Heartbreak in the Modern World



Heartbreak is just a ball of loss coated with nuts.

In the beginning I said, “You erase the past for me.”  Now I’m erasing the past for myself, tossing photographs of us in the virtual trash on my laptop.  In this modern world nothing keeps two people together except their own desire to stay together.  While all the technological artistry and sheer inertia of the fast moving earth are overtly conspiring to drive people apart, I find myself caught in the repetitive trap of serial monogamy.  The slightest ripple in the safety of the monogamous bond and it’s obvious both parties are eyeing the multitude of exits and quick fix start-up romances.  We can bounce repeatedly to the next partner who will inevitably turn out to be human and fallible.  When does it stop?  When do I get to see that the flawed partner in front of me has the perfect style of flaws?
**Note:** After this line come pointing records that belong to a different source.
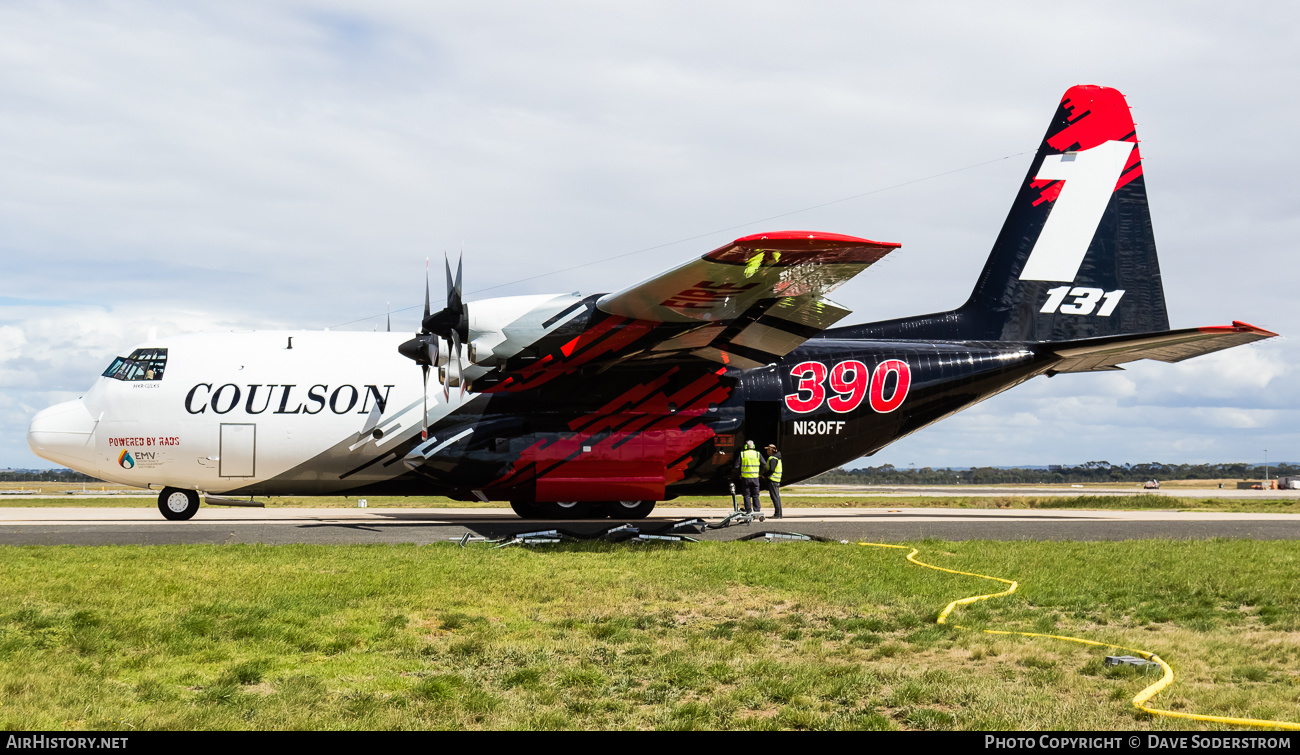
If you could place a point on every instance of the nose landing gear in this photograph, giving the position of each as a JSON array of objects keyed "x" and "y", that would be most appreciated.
[{"x": 178, "y": 504}]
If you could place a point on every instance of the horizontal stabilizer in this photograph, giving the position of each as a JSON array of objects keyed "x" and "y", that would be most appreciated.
[{"x": 1109, "y": 352}]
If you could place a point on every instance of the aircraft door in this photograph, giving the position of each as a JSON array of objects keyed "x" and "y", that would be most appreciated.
[
  {"x": 763, "y": 407},
  {"x": 238, "y": 450},
  {"x": 763, "y": 422}
]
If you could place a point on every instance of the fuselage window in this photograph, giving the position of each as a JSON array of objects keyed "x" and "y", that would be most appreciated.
[{"x": 144, "y": 364}]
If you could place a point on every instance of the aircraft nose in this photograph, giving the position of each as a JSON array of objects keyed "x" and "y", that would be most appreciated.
[{"x": 65, "y": 434}]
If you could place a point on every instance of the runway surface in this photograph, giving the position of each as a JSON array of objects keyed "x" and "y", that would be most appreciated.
[{"x": 20, "y": 526}]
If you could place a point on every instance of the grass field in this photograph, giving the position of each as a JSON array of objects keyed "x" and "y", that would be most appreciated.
[{"x": 707, "y": 636}]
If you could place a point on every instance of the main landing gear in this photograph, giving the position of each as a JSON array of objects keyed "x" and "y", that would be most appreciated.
[
  {"x": 178, "y": 504},
  {"x": 624, "y": 510}
]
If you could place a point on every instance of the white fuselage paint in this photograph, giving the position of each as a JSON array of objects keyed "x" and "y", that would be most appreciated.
[
  {"x": 235, "y": 409},
  {"x": 239, "y": 408}
]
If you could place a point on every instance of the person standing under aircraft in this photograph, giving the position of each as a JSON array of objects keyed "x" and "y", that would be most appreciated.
[
  {"x": 772, "y": 474},
  {"x": 749, "y": 464}
]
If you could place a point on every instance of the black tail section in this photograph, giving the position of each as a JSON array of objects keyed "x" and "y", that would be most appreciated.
[{"x": 1075, "y": 257}]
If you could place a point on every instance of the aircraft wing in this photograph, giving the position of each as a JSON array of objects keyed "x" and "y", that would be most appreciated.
[
  {"x": 741, "y": 306},
  {"x": 753, "y": 300},
  {"x": 1109, "y": 352}
]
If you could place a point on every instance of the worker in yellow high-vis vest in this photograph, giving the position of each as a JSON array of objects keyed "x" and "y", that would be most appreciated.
[
  {"x": 772, "y": 474},
  {"x": 749, "y": 464}
]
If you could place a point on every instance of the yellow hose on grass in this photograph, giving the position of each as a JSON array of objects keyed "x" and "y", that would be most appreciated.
[{"x": 1143, "y": 697}]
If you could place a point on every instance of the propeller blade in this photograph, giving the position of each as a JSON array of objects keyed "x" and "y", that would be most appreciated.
[
  {"x": 424, "y": 425},
  {"x": 425, "y": 291}
]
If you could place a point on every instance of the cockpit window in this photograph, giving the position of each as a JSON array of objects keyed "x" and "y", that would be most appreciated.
[{"x": 144, "y": 364}]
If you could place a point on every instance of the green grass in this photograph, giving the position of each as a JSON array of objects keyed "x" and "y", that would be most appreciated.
[{"x": 709, "y": 636}]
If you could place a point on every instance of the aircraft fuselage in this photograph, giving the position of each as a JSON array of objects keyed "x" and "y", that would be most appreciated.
[{"x": 319, "y": 413}]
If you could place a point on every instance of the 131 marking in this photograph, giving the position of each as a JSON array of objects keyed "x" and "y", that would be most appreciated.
[{"x": 1084, "y": 300}]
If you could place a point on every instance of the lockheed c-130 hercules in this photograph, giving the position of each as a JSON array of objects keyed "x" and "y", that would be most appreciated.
[{"x": 579, "y": 406}]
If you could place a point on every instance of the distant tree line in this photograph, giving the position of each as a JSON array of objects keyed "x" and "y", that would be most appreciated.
[
  {"x": 44, "y": 476},
  {"x": 1087, "y": 472}
]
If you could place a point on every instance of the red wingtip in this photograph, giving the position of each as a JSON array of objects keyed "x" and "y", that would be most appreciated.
[{"x": 1238, "y": 326}]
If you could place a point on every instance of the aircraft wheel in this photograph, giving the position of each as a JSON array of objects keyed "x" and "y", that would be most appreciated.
[
  {"x": 628, "y": 508},
  {"x": 178, "y": 504},
  {"x": 566, "y": 508}
]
Break-ups are never easy, but with all this new technology it plunges the traditional break-up into depths of despair normally reserved for people with chronic pain.  Let’s start with the text.   That simple text with its telltale factory preset chime, brought goose bumps to my flesh every time it beckoned, while now inflicting a Pavlovian punishment with its deathly stillness.  When two lovers part, there is a crevasse carved into the grand canyon of communication that makes even AT&T mourn the loss.

Perhaps, even more emotionally devastating than the text, a technology based fault line adding a deeper layer of bad to an already excruciating experience is the Facebook dilemma.  How do two people publically end their relationship, divide friends and family as if they are merely property, on Facebook?  Hopefully, I won’t have to experience seeing the proclamation that the person I loved for years, has just become extricated from a relationship, with me.  How does a couple save face on Facebook?

This new world would not be complete without the Whole Foods market conundrum.  If we break-up, who inherits Whole Foods?  “Oh fuck it,” I would say, “it’s too painful shopping there without you.  Seeing your ghost on every isle.  Really though, you’re buying more Bio K?”  What the hell is so important about probiotics and intestinal cleansing?  No, I don’t need to Google it.

If we do run into each other out at a club or a party, let’s not let it be awkward, (awkward.)  Just hand me your plate, or your almost empty glass because I might be working there, and we’re allowed to drink in the back.

If we part permanently the force to seek out someone new begins with a whisper and eventually starts shouting.  I revert back to the childlike belief that someone new will be perfect.  It’s only a child who could think that someone new will not also bring with them a new set of problems, expectations, and non-negotiable criteria.  New people are just shiny old partners who haven’t tried to control you yet.

A new partner looks good on paper, knows how to communicate, and get’s along with their family.  And then something curious happens.  They have problems.  And their problems interfere with, or exaggerate your own problems.  I haven’t yet met a partner who could fit in my life like an animal.

Why did we take it so seriously?  We could have laughed more.  Yes, done everything more.  We could have loved each other more.  Memories are such cruel narrators.  They tell you to be angry until you’ve lost your true love and then they convince you it was the best thing you ever had, and in case you missed the nuance, it will suddenly remember things you overlooked the first time.  Memory is a traitor, hired by a liar to make love it’s enemy.  After all, memory is not like a hard drive.